Whoever concretely enjoys artworks is a philistine; he is convicted by expressions like "a feast for the ears." Yet if the last traces of pleasure were extirpated, the question of what artworks are for would be an
embarrassment. Actually, the more they are understood, the less they are enjoyed. Formerly, even the traditional attitude to the artwork, if it was to be absolutely relevant to the work, was that of admiration that the works exist as they do in themselves and not for the sake of the observer. What opened up to, and overpowered, the beholder was their truth, which as in works of Kafka's type outweighs every other element. They were not a higher order of amusement. The relation to art was not that of its physical devouring; on the contrary, the beholder disappeared into the material; this is even more so in modern works that shoot toward the viewer as on occasion a locomotive does in a film. Ask a musician if the music is a pleasure, the reply is likely to be as in the American joke of the grimacing cellist under Toscanini-"I just hate music." For him who has a genuine relation to art, in which he himself vanishes, art is not an object; deprivation of art would be unbearable for him, yet he does not consider individual works sources of joy. Incontestably, no one would devote himself to art without—as the bourgeois put it-getting something out of it; yet this is not true in the sense that a balance sheet could be drawn up: "heard the Ninth Symphony tonight, enjoyed myself so and so much" even though such feeble-mindedness has by now established itself as common sense. The bourgeois want art voluptuous and life ascetic; the reverse would be better.
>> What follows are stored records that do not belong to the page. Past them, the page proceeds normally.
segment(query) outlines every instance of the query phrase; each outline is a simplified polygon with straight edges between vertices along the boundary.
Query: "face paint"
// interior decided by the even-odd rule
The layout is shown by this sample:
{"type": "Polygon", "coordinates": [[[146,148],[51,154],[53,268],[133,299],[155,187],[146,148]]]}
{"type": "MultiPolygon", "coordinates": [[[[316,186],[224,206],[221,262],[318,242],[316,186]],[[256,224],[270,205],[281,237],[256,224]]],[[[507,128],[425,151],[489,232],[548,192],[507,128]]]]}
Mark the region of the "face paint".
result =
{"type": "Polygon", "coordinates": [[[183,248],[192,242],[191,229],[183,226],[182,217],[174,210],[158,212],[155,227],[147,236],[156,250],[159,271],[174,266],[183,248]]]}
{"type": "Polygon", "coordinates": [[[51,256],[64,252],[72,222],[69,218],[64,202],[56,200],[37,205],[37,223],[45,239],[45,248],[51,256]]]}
adorno, aesthetic theory, 69

By an inherent tendency, important artworks annihilate everything of their own time that does not achieve their standard. Rancor is therefore one of the reasons why so many of the cultured oppose radical modern art: The murderous historical force of the modern is equated with the disintegration of all that to which the proprietors of culture despairingly cling. Modern art is questionable not when it goes too far—as the cliché runs but when it does not go far enough, which is the point at which works falter out of a lack of internal consistency. Only works that expose themselves to every risk have the chance of living on, not those that out of fear of the ephemeral cast their lot with the past.
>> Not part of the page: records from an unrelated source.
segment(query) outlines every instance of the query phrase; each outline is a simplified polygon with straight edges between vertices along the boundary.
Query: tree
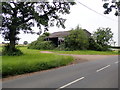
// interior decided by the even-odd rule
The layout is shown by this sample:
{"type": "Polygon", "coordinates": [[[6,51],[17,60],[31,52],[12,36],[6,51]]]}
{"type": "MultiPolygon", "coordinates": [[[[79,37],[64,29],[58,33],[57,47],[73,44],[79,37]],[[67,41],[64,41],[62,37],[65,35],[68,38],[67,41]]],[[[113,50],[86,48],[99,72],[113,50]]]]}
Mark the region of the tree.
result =
{"type": "Polygon", "coordinates": [[[23,44],[24,44],[24,45],[27,45],[27,44],[28,44],[28,42],[27,42],[27,41],[24,41],[24,42],[23,42],[23,44]]]}
{"type": "MultiPolygon", "coordinates": [[[[20,30],[24,33],[35,34],[31,27],[37,25],[42,26],[44,31],[48,30],[49,26],[64,26],[65,19],[60,17],[60,14],[69,14],[70,5],[74,2],[2,2],[2,27],[0,32],[5,40],[10,41],[6,53],[16,52],[15,43],[19,40],[17,36],[20,30]]],[[[17,50],[18,51],[18,50],[17,50]]],[[[9,54],[10,55],[10,54],[9,54]]],[[[13,55],[13,54],[12,54],[13,55]]],[[[15,54],[14,54],[15,55],[15,54]]]]}
{"type": "Polygon", "coordinates": [[[65,48],[68,50],[83,50],[89,45],[88,36],[79,26],[70,31],[70,35],[65,37],[65,48]]]}
{"type": "Polygon", "coordinates": [[[103,0],[103,1],[111,1],[106,2],[103,4],[103,7],[106,9],[104,11],[104,14],[109,14],[112,12],[113,9],[115,9],[115,15],[120,16],[120,0],[103,0]]]}
{"type": "Polygon", "coordinates": [[[98,28],[94,32],[93,38],[102,47],[108,46],[113,38],[113,33],[110,28],[98,28]]]}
adorno, aesthetic theory, 46

Those who have been duped by the culture industry and are eager for its commodities were never familiar with art: They are therefore able to perceive art's inadequacy to the present life process of society though not society's own untruth more unobstructedly than do those who still remember what an artwork once was.
They push for the deaestheticization of art. 4 Its unmistakable symptom is the passion to touch everything, to allow no work to be what it is, to dress it up, to narrow its distance from its viewer. The humiliating difference between art and the life people lead, and in which they do not want to be bothered because they could not bear it otherwise, must be made to disappear: This is the subjective basis for classifying art among the consumer goods under the control of vested interests.
adorno, aesthetic theory, 76

To survive reality at its most extreme and grim, artworks that do not want to sell themselves as consolation must equate themselves with that reality. Radical art today is synonymous with dark art; its primary color is black. Much contemporary production is irrelevant because it takes no note of this and childishly delights in color. The ideal of blackness with regard to content is one of the deepest impulses of abstraction. It may well be that the current trifling with sound and color effects is a reaction to the impoverishment entailed by the ideal of black; perhaps art will one day be able to abolish this axiom without self-betrayal, which is what Brecht may have sensed when he wrote: "What times are these, when /to speak of trees is almost a crime / because it passes in silence over such infamy!